Дуся гремит возле печки кастрюлями, разливает по мискам похлебку, но жадно слушает каждое наше слово и тут же вступает в разговор:
— Я могла трех человек переплясать. А петь любила! Всякую песню как услышу — тут же повторю. Тата, когда помирал, просил: "Дуня, ты помнишь песни, которые я играл? Спой, говорит мне, напоследок…" А ить меня чуть не увез в двадцатом году Иннокентий Кузаков — офицер! Ехал в Гаженку на лошади в мундире с погонами… Проезжал наш хутор, увидел меня и говорит отцу: "Павел Иваныч, а Павел Иваныч!
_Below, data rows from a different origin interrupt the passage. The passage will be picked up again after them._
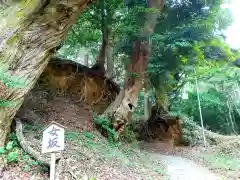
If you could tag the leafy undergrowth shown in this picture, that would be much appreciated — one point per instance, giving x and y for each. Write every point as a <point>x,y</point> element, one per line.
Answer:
<point>214,159</point>
<point>88,153</point>
<point>18,164</point>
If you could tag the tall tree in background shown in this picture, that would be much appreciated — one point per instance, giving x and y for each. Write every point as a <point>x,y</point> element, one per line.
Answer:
<point>29,33</point>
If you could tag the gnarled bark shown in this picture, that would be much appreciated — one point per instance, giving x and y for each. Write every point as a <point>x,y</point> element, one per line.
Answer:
<point>122,112</point>
<point>28,38</point>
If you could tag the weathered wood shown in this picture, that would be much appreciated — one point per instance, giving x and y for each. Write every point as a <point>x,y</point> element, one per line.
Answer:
<point>28,37</point>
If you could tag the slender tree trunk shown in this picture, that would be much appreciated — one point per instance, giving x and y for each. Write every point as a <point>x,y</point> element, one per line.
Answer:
<point>128,99</point>
<point>28,37</point>
<point>103,50</point>
<point>162,99</point>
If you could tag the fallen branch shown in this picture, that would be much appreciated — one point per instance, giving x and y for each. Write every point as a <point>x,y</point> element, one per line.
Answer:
<point>37,155</point>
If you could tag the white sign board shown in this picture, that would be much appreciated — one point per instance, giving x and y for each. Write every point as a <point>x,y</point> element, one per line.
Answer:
<point>53,139</point>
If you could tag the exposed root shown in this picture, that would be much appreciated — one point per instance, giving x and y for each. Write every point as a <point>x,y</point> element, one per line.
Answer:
<point>162,127</point>
<point>36,155</point>
<point>192,135</point>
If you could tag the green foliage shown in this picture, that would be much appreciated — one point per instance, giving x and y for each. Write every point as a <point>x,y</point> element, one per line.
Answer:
<point>104,123</point>
<point>8,81</point>
<point>215,110</point>
<point>12,153</point>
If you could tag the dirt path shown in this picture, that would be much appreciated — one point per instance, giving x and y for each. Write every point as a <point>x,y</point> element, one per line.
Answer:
<point>182,169</point>
<point>178,167</point>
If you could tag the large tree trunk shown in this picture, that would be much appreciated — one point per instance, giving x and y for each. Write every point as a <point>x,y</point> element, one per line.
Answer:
<point>28,37</point>
<point>110,62</point>
<point>124,105</point>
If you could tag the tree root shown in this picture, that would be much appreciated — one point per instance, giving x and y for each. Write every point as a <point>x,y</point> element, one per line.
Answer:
<point>36,155</point>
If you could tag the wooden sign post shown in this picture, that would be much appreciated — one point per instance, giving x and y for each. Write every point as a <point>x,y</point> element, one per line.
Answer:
<point>53,141</point>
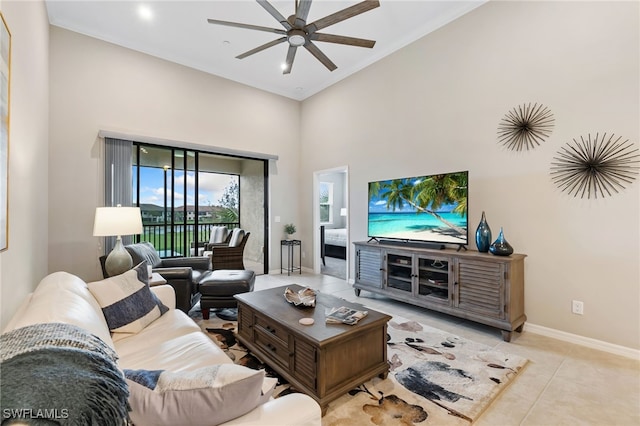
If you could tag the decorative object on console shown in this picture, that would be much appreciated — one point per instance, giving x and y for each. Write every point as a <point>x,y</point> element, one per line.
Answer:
<point>289,229</point>
<point>483,235</point>
<point>117,221</point>
<point>500,246</point>
<point>602,165</point>
<point>525,127</point>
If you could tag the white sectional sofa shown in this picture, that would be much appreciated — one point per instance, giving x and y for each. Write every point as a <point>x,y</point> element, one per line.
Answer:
<point>173,342</point>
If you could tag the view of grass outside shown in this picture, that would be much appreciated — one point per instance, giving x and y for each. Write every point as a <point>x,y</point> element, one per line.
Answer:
<point>218,203</point>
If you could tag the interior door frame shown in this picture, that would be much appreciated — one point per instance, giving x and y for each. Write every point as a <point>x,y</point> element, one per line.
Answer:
<point>316,216</point>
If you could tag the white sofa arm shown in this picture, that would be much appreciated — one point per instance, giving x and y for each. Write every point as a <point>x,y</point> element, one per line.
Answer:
<point>166,294</point>
<point>294,409</point>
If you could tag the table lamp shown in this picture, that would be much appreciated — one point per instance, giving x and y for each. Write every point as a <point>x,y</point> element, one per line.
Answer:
<point>117,221</point>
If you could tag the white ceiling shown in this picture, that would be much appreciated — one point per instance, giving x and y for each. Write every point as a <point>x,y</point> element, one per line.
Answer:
<point>178,31</point>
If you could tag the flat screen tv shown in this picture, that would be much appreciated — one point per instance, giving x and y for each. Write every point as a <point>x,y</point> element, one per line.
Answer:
<point>428,209</point>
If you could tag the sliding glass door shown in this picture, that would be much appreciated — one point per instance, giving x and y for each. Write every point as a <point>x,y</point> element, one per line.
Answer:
<point>182,193</point>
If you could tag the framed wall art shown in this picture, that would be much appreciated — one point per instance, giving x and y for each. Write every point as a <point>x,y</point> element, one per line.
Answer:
<point>5,81</point>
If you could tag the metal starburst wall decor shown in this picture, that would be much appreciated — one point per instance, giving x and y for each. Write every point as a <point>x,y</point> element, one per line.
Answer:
<point>525,126</point>
<point>595,167</point>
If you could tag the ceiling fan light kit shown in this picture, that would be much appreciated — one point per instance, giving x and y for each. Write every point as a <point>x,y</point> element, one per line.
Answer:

Отдай мне девчонку, я ее с собой возьму… Я ее выучу…" А вить он в Китай ушел… — Голос Дуси звенит от восторга при воспоминании о том, какова могла быть ее жизнь. — Как сейчас помню: четверо их едут на конях! В погонах. Все вооруженные… Я красивая была, бойкая, из меня артистка могла выйти!
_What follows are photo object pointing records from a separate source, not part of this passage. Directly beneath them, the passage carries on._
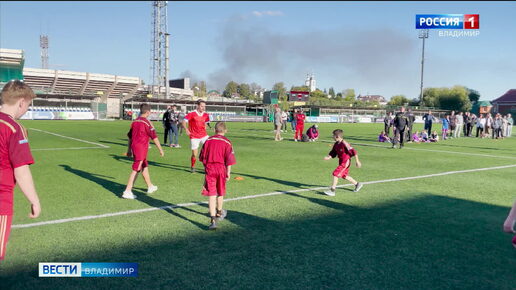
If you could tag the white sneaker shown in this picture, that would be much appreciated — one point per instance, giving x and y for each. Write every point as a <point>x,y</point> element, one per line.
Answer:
<point>330,192</point>
<point>152,189</point>
<point>128,195</point>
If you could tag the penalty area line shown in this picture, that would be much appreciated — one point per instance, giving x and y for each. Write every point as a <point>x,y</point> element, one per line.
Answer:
<point>71,138</point>
<point>172,206</point>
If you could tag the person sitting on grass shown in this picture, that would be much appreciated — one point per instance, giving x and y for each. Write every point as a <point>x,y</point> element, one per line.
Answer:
<point>424,136</point>
<point>313,133</point>
<point>434,137</point>
<point>383,137</point>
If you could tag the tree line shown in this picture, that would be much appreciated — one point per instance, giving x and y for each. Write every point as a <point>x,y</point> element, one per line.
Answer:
<point>459,98</point>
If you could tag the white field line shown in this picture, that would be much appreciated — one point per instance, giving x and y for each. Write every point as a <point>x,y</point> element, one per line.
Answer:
<point>60,221</point>
<point>68,148</point>
<point>71,138</point>
<point>404,148</point>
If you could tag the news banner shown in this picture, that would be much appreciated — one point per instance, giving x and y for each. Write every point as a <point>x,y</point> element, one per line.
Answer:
<point>88,269</point>
<point>452,25</point>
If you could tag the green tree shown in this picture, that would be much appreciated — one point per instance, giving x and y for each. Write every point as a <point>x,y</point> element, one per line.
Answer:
<point>231,88</point>
<point>349,95</point>
<point>195,89</point>
<point>473,95</point>
<point>202,89</point>
<point>300,89</point>
<point>318,94</point>
<point>245,91</point>
<point>455,98</point>
<point>282,91</point>
<point>398,100</point>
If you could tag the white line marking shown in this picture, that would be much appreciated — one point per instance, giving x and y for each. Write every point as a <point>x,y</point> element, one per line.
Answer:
<point>68,148</point>
<point>60,221</point>
<point>408,148</point>
<point>66,137</point>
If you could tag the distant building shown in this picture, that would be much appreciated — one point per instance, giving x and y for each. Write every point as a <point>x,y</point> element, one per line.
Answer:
<point>310,82</point>
<point>213,94</point>
<point>372,98</point>
<point>506,103</point>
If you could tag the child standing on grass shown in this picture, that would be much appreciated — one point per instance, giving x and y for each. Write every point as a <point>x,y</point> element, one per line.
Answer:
<point>141,131</point>
<point>345,152</point>
<point>218,156</point>
<point>15,157</point>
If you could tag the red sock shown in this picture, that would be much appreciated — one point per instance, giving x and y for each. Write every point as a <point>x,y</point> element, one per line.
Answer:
<point>192,161</point>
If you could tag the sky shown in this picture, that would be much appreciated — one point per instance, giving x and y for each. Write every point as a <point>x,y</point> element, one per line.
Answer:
<point>371,47</point>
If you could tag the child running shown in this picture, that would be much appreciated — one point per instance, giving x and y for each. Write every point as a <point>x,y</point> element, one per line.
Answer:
<point>217,155</point>
<point>345,152</point>
<point>141,131</point>
<point>383,137</point>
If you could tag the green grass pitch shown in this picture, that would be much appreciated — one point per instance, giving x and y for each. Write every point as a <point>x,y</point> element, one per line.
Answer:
<point>429,232</point>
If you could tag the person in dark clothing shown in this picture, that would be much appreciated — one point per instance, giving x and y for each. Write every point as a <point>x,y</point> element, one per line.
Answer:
<point>400,125</point>
<point>387,122</point>
<point>428,118</point>
<point>411,118</point>
<point>166,124</point>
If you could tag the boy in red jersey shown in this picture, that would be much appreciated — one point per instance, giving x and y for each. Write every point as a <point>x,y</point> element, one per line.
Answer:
<point>15,157</point>
<point>141,131</point>
<point>345,152</point>
<point>217,155</point>
<point>300,125</point>
<point>196,129</point>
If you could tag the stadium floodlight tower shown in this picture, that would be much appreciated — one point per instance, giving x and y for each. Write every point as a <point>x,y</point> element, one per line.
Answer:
<point>159,49</point>
<point>423,34</point>
<point>43,44</point>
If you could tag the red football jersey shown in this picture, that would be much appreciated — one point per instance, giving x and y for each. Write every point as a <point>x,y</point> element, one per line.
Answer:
<point>14,152</point>
<point>342,151</point>
<point>141,132</point>
<point>300,119</point>
<point>197,124</point>
<point>217,149</point>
Дед, который слышал эту историю много и уже давно ненавидит своего вечно счастливого соперника, офицера Иннокентия Кузакова, хмурится и перебивает старуху:
— Сука, родине изменил!
Но Дуся, увлеченная несбывшейся сказкой, уже и не слышит его:
— Кузаков говорит отцу: "Павел Иннокентьевич, отдай дочку-то, я ее выучу", — а тата ему отвечает: "Авдотью я свою никому не отдам!" — Дуся делает яростные глаза, свирепо выпячивает челюсть, изображая отца, который не уступил дочку колчаковскому офицеру Иннокентию… Неожиданно на хмельных покрасневших глазках Евдокии появляются слезы: —
А я бы выучилась! Я такая была плясунья, такая певунья! Мне учиться хотелось! Богатые-то своих детей учили. А я подушку слезами оммочила! Я бы артисткой стала! А голосище какой был. Степа, я ведь при тебе пела! Степа, дай спою. — Дуся затягивает хриплым старушечьим голоском:
Ох, бедна, бедна девица
На свет я рождена…
Дед, облокотившись на стол, снисходительно слушает Евдокию, которая старательно выговаривает каждое слово песни, строит неведомо кому глазки, улыбается беззубым ртом, худенькая, красноносая, обутая в громадные валенки, из которых торчат ее тонкие ножки, обтянутые зелеными рейтузами.